Can not freeze parameters by using Register_hook!

I tried to use register_hook to freeze some parameters while training.
Here is the code:

def hook(grad):

    new_grad = grad.clone()

    np.random.seed(0)
    
    sample_np = np.random.choice([1, 0], size=grad.size())

    sample = torch.from_numpy(sample_np).byte().cuda()

    new_grad[sample] = 0

    return new_grad

I print the performance on the first conv layer in VGG16, where P represents the first 15 Parameters, W represents the corresponding gradients.

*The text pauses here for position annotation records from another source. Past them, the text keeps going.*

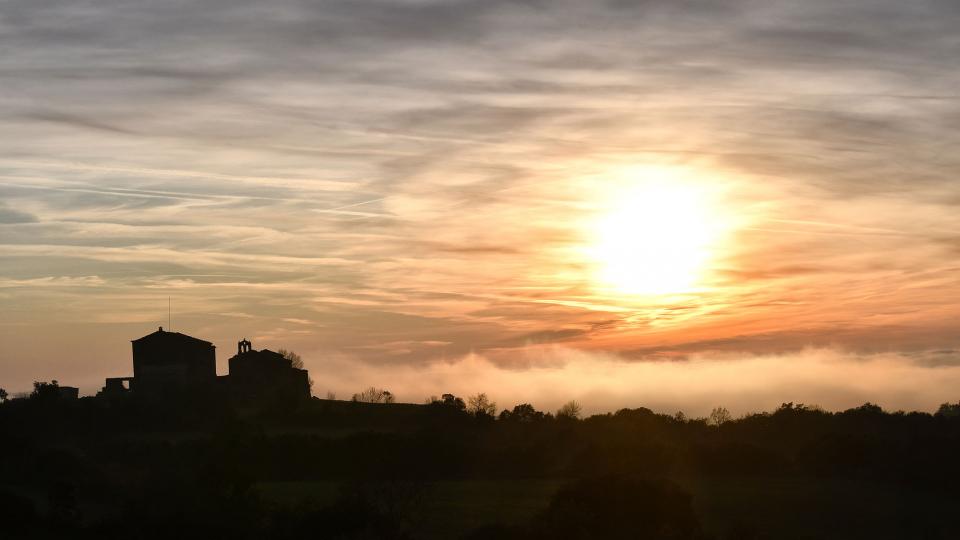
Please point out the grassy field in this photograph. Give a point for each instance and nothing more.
(781, 508)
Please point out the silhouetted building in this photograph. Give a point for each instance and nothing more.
(171, 360)
(166, 362)
(266, 375)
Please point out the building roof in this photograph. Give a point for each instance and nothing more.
(162, 334)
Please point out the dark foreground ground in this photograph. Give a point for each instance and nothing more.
(193, 468)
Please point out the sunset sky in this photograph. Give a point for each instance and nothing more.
(675, 204)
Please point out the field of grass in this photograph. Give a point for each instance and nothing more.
(782, 508)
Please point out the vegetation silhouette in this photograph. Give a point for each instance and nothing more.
(196, 466)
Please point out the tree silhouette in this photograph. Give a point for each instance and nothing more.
(570, 410)
(44, 391)
(949, 410)
(295, 360)
(374, 395)
(480, 405)
(719, 416)
(523, 413)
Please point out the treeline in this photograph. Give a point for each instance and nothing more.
(194, 466)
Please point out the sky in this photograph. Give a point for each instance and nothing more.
(679, 204)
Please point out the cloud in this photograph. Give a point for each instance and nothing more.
(831, 378)
(10, 216)
(377, 177)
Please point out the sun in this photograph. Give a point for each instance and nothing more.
(656, 233)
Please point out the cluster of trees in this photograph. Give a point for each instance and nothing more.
(618, 471)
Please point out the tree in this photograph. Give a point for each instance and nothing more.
(45, 390)
(480, 405)
(295, 360)
(374, 395)
(949, 410)
(447, 400)
(523, 413)
(719, 416)
(570, 410)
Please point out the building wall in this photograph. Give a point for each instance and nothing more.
(172, 361)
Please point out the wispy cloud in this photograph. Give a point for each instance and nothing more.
(397, 182)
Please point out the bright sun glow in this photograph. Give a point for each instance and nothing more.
(657, 233)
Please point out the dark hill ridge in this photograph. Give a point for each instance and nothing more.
(363, 470)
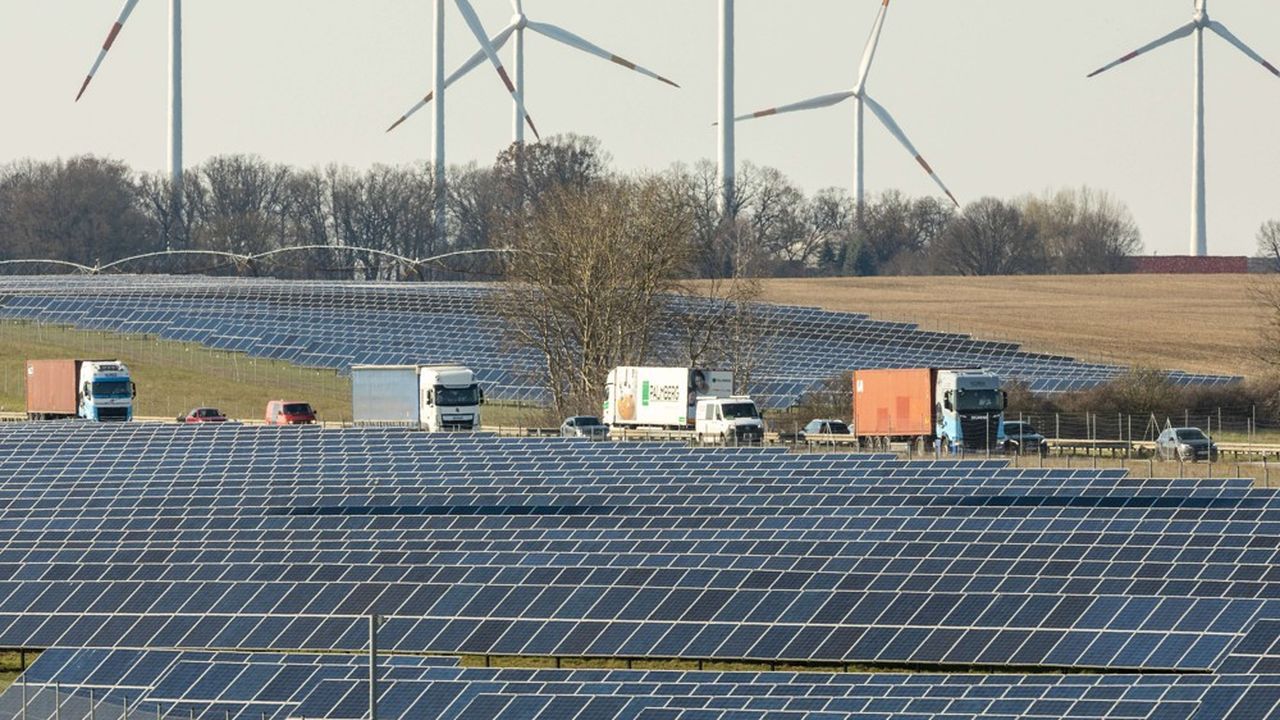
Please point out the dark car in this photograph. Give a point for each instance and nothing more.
(584, 425)
(1185, 443)
(822, 428)
(1020, 437)
(204, 415)
(289, 413)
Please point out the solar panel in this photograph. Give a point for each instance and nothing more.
(200, 684)
(233, 537)
(333, 324)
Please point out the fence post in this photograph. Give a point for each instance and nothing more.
(373, 668)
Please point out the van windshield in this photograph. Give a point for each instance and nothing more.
(457, 395)
(739, 410)
(112, 388)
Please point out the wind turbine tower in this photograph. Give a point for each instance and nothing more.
(863, 100)
(174, 81)
(1197, 26)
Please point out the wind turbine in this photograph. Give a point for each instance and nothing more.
(174, 81)
(1200, 21)
(487, 50)
(863, 101)
(726, 108)
(516, 27)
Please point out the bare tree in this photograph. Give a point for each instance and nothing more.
(991, 237)
(1269, 244)
(85, 210)
(243, 206)
(1083, 231)
(590, 281)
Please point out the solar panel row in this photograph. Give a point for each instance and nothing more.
(197, 684)
(154, 536)
(336, 326)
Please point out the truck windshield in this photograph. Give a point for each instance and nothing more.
(457, 395)
(112, 388)
(737, 410)
(981, 401)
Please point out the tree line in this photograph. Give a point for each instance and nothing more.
(92, 210)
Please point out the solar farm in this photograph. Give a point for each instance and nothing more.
(238, 572)
(336, 324)
(231, 572)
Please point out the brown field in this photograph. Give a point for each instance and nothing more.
(1200, 323)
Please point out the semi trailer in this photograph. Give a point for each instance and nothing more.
(94, 390)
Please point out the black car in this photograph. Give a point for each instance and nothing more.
(1022, 437)
(1185, 443)
(821, 428)
(584, 425)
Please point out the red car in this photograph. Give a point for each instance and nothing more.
(204, 415)
(289, 413)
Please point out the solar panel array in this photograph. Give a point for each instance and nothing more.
(255, 687)
(333, 324)
(225, 540)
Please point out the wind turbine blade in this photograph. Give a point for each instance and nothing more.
(1228, 36)
(880, 112)
(472, 63)
(1176, 35)
(110, 40)
(472, 21)
(872, 42)
(812, 104)
(567, 37)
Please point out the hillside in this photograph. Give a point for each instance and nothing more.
(1198, 323)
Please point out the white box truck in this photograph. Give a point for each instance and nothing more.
(433, 397)
(730, 420)
(661, 397)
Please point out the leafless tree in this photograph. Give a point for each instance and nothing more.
(243, 206)
(1269, 244)
(1083, 231)
(991, 237)
(590, 279)
(85, 210)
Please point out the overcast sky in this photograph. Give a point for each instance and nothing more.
(993, 92)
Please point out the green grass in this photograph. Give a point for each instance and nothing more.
(174, 377)
(10, 666)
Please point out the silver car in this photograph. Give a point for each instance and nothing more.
(1185, 443)
(584, 425)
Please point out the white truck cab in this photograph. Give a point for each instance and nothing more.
(728, 419)
(449, 399)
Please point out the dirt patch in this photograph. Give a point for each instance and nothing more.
(1198, 323)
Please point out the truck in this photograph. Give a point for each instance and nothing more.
(956, 409)
(94, 390)
(432, 397)
(732, 419)
(659, 397)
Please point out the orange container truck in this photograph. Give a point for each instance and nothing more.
(955, 408)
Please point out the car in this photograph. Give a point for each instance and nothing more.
(202, 415)
(1185, 445)
(819, 428)
(289, 413)
(1020, 437)
(584, 425)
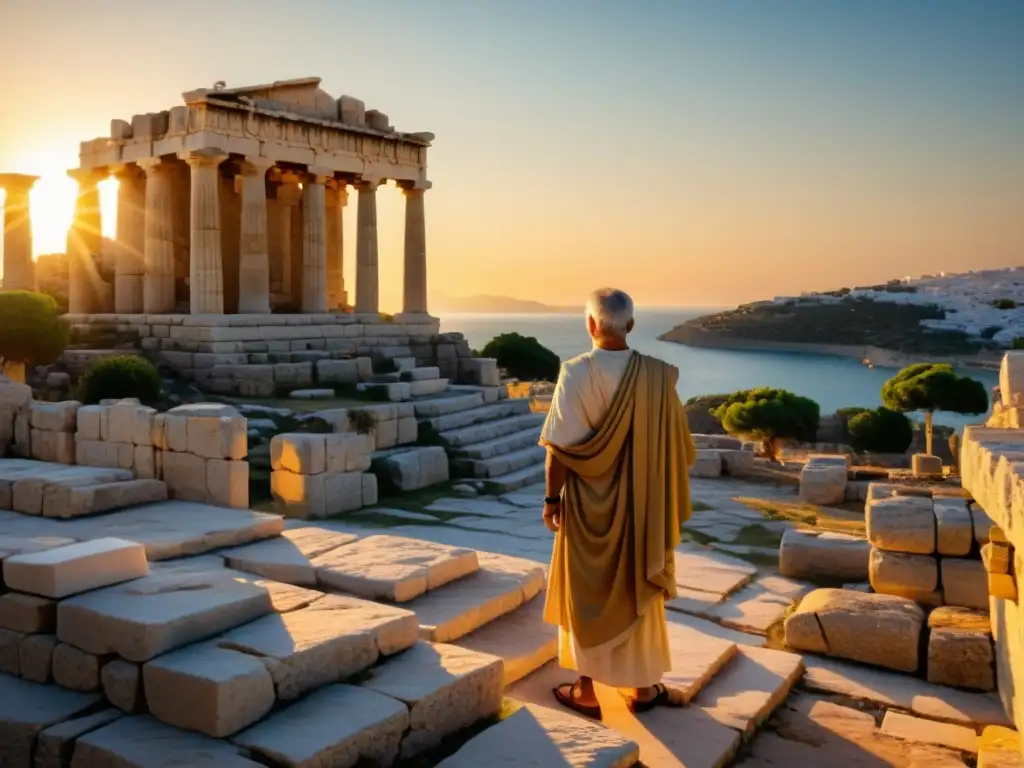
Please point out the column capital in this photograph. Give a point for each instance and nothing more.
(368, 184)
(88, 175)
(203, 158)
(255, 166)
(415, 187)
(127, 170)
(16, 182)
(316, 174)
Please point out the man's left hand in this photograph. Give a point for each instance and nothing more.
(553, 516)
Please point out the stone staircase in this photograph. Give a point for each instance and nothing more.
(486, 438)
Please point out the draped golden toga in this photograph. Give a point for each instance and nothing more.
(627, 493)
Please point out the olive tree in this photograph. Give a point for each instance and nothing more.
(32, 332)
(769, 415)
(934, 386)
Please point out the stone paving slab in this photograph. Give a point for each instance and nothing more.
(501, 586)
(324, 643)
(56, 743)
(760, 604)
(930, 732)
(142, 741)
(708, 570)
(445, 688)
(27, 709)
(167, 529)
(748, 690)
(208, 689)
(902, 691)
(76, 567)
(338, 725)
(140, 620)
(288, 557)
(521, 639)
(390, 567)
(539, 737)
(812, 731)
(669, 737)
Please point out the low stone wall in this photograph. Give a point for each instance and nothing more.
(927, 549)
(390, 424)
(823, 479)
(318, 475)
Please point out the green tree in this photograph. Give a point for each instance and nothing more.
(881, 430)
(934, 386)
(32, 332)
(120, 377)
(522, 356)
(769, 415)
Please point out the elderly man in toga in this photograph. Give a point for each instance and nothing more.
(616, 492)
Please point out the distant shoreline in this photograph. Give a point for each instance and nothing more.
(880, 357)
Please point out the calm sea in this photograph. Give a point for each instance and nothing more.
(833, 382)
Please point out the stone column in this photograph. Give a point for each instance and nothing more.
(18, 266)
(158, 238)
(337, 198)
(254, 266)
(86, 289)
(367, 287)
(313, 241)
(206, 275)
(129, 266)
(415, 283)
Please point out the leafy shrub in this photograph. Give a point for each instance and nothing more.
(120, 377)
(934, 386)
(881, 430)
(363, 422)
(769, 415)
(32, 332)
(523, 357)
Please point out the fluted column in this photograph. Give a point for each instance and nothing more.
(254, 262)
(86, 288)
(129, 266)
(367, 286)
(206, 275)
(18, 266)
(415, 283)
(337, 198)
(158, 238)
(313, 242)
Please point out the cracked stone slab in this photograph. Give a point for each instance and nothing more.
(27, 709)
(446, 688)
(325, 643)
(711, 571)
(904, 692)
(538, 736)
(339, 725)
(208, 689)
(288, 557)
(521, 639)
(747, 691)
(130, 741)
(140, 620)
(391, 567)
(501, 586)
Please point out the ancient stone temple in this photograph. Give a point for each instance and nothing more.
(231, 204)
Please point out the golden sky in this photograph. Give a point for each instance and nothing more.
(689, 154)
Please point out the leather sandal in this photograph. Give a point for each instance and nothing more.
(567, 694)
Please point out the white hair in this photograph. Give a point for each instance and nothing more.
(611, 310)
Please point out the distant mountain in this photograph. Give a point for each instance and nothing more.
(441, 303)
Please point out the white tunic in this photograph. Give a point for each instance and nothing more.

(‘PPPPPPPP’, tensor([ 0.5000, 0.4274, -0.0500, 0.2500, 0.0525, -0.4154, -0.0461,
-0.2650, -0.3166, 0.4115, 0.4319, -0.0625, 0.2500, 0.0537,
-0.5000]))
(‘WWWWWWWWWWW’, tensor(1.00000e-02 *
[-0.0000, -6.1934, -5.9751, -0.0000, -6.2996, -6.1873, -6.5755,
-6.6100, -6.5485, -6.3036, -6.3281, -0.0000, -0.0000, -6.2196,
-0.0000]))
(‘PPPPPPPP’, tensor([ 0.5000, 0.4274, -0.0500, 0.2500, 0.0525, -0.4154, -0.0461,
-0.2650, -0.3166, 0.4115, 0.4320, -0.0625, 0.2500, 0.0537,
-0.5000]))
(‘WWWWWWWWWWW’, tensor(1.00000e-02 *
[ 0.0000, 8.0362, 8.0241, 0.0000, 7.7295, 8.1179, 7.5825,
7.7483, 8.3302, 5.4533, 5.9402, 0.0000, 0.0000, 6.0850,
0.0000]))
(‘PPPPPPPP’, tensor([ 0.4999, 0.4273, -0.0501, 0.2500, 0.0524, -0.4156, -0.0462,
-0.2651, -0.3167, 0.4115, 0.4319, -0.0625, 0.2500, 0.0537,
-0.4999]))
(‘WWWWWWWWWWW’, tensor(1.00000e-02 *
[ 0.0000, 7.9904, 8.8366, 0.0000, 7.6422, 8.3999, 7.1233,
6.7701, 8.1726, 6.9615, 7.0442, 0.0000, 0.0000, 6.7049,
0.0000]))
(‘PPPPPPPP’, tensor([ 0.4999, 0.4272, -0.0503, 0.2500, 0.0522, -0.4157, -0.0463,
-0.2653, -0.3169, 0.4114, 0.4319, -0.0625, 0.2500, 0.0536,
-0.4999]))
(‘WWWWWWWWWWW’, tensor(1.00000e-02 *
[ 0.0000, 2.8951, 2.6120, 0.0000, 2.3587, 1.6937, 1.6543,
1.2820, 0.7402, 5.4065, 5.4882, 0.0000, 0.0000, 5.1986,
0.0000]))

As you can see, after some iterations, the fixed parameters(e.g. 0.5000–>0.4999) changed!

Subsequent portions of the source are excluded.